Already we are getting reports that Chinese executives fear traveling through Canada now, and for good reason. Well, American executives need to fear traveling through China, or Macau. If Beijing ever wanted an excuse to engage in some serious protectionism of its own, and I mean real hard protectionism, not this wussy tit-for-tat 10% tariff nonsense, then it could make it impossible for Las Vegas Sands, or Wynn, or MGM, or any other US gambling firm planted in Macau to do business through any number of ways, buy up assets and hand them out to its own casino vassals. Trumped up money laundering charges, junket schemes, tax evasion, fraud, I could see any of those carrying a multi-year sentence and they all sound a lot worse than illegal advertising.

If that happens, does anyone expect Trump to smile and say “Well played, Xi!” No, he’ll do something even stupider and crazier, which could ultimately lead to China calling in US debt.
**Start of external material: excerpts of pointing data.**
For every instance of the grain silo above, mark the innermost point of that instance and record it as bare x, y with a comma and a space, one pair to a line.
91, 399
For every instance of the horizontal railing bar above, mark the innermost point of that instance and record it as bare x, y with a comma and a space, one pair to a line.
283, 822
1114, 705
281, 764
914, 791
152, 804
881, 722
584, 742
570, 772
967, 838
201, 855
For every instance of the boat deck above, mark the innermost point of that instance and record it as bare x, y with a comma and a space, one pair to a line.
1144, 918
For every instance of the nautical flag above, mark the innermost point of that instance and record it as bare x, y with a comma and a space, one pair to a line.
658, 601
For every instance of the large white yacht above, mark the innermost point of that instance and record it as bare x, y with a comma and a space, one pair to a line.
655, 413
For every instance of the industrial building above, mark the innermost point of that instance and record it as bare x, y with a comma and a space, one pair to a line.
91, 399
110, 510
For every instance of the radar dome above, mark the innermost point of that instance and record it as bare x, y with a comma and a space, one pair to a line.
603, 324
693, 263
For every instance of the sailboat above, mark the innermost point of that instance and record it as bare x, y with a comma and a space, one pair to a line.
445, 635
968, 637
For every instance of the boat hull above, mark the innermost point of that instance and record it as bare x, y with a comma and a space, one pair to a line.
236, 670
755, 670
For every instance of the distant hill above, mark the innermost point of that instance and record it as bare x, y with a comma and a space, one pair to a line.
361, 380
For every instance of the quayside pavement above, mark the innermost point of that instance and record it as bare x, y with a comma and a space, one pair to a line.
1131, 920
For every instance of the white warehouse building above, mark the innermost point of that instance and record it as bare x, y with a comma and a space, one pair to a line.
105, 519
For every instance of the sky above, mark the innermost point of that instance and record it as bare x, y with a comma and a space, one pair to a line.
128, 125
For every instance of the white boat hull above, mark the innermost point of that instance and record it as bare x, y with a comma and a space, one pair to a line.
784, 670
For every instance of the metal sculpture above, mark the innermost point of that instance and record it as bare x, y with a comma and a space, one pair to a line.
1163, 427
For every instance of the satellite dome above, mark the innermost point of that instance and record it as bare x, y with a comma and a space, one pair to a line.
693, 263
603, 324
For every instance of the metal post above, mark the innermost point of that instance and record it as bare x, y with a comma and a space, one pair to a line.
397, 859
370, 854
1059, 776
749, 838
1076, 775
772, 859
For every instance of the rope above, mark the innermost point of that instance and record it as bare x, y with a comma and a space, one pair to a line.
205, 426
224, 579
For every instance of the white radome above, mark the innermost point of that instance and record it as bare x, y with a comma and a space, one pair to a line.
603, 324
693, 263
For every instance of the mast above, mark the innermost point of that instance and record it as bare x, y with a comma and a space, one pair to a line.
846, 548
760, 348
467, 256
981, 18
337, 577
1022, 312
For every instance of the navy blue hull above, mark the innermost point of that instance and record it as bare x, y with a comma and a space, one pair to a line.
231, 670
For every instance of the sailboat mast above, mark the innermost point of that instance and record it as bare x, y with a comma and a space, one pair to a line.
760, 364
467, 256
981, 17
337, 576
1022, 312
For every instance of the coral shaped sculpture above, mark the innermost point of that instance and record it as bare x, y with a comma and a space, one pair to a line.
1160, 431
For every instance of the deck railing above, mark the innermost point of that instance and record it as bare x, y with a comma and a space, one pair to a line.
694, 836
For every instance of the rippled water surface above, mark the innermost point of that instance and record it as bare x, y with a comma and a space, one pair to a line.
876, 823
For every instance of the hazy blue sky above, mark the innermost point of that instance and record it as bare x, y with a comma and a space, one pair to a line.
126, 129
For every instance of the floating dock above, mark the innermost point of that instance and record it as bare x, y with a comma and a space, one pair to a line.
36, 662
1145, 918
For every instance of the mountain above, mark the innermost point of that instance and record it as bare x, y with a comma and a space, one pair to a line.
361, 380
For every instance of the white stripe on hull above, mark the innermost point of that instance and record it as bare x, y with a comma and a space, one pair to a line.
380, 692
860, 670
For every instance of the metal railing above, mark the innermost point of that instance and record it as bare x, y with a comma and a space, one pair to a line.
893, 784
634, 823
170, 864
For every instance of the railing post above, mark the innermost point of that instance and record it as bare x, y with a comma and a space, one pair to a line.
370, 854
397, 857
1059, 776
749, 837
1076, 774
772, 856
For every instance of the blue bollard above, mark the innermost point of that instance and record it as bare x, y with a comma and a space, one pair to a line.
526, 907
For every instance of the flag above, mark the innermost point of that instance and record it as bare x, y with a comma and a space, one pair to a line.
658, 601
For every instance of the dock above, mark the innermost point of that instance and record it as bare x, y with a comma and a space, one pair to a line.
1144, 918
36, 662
They could do this now and destroy US finances overnight. They haven’t done it because they think it’s not in their economic interests. They’re wrong about that, but if they decide to do it anyway just for spite, then if we have a bear market now, you ain’t seen nothin’ yet.

Economic recessions beget international tensions, especially when trillions are owed between parties. I fear that now, it’s just a matter of time before we see the first headline out of the South China Morning Post that US casino executives have been corralled into some Chinese detention center and Macau stocks will have an absolute fit.

Or Trump could just say sorry, oops, and blame it on Russia, no hard feelings, and cover Meng’s ticket home. Stranger things have happened, like the Miracle in Miami.